Tapes of President Lyndon B. Johnson reveal he maneuvered every step of the way getting the Medicare bill through Congress. One of the things he did was suppress talk and estimates of costs. Johnson advised a new Senator from Massachusetts, Ted Kennedy, to never project costs out too far. Such projections, Johnson said, would scare people and get them talking about socialized medicine, a sure loser among the American people.

This brings us to the current state of the reform discussion. Republicans warn of a “government overhaul,” i.e., socialized medicine in drag, and the American public is rightly concerned the projected costs will drag down a fragile economy and drag up the national debt, now projected to be $9 trillion by 2019. Furthermore, most sensible observers acknowledge that the current bill expand coverage but do essentially nothing to contain costs.

Given human nature, this state of affairs is easy to understand. It is easy to talk about caring for disenfranchised people. Health care is a social good. But it is quite another thing to discuss hard decisions to cut costs, for example, cutting $170 billion out of Medicare Advantage Plans or $500 billion out of Medicare.

That’s hard, so to glide over it, you talk glibly about long term “savings” through prevention, health information technologies, and coordinating care for chronic disease patients.

So where, you may ask realistically, do the true “savings” lie? I do not know, but a group of experts at the RAND corporation , using optimistic and pessimistic assumptions, have had a crack at the potential of cost savings.

Here is what the RAND experts came up with,

Estimated Cumulative Percentage Changes In National Health Care Expenditures, 2010-2109 , Given Implementation of Possible Changes.

Best Case, first number, Worst Case, second number

1. Bundled payment, -5.4%, -0.1%
2. Hospital rate regulation, -2.0%, 0.0%
3. Health information technologies, -1.5%, +0.8%
4. Disease management, -1.3%, +1.0%
5. Medical homes, -1.2%, +0.4%
6. Retail clinics, -0.6%, 0.0%
7. NP-PA scope of practice expansion, -0.5% -0.3%
8. Benefit design, -0.3%, +0.2%

Source: Peter Hussey, et al, “Controlling U.S. Health Care Spending – Separating Promises from Unpromising Approaches,” New England Journal of Medicine, November 11, 2009

What is curious about this list? Simply this. Other than retail clinics, there is no mention of market-based approaches - opening up competition for buying health plans across state lines, health savings accounts with high deductibles to lower premiums, individual tax credits allowing people to shop for plans that fit their needs, encouraging individuals to spend their own money as they see fit.

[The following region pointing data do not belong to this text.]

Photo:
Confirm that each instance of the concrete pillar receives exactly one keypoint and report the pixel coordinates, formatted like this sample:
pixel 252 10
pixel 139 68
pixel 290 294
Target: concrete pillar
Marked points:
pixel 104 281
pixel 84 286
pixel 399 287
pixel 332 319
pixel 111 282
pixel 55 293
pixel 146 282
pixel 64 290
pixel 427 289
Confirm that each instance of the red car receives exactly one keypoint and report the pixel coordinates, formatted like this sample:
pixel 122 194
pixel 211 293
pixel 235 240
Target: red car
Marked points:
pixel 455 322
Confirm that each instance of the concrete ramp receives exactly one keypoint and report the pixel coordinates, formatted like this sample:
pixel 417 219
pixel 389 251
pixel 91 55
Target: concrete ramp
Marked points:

Current reform plans for reducing costs assume the only way to slow costs is from the top-down, from Washington, not from the bottom-up, by putting choice and dollars back in the hands of individuals. And the best way to discourage such talk is to suppress mentioning it, lest people come to their senses. As Alice in Wonderland might say, talk of reducing health costs gets curiouser and curiouser.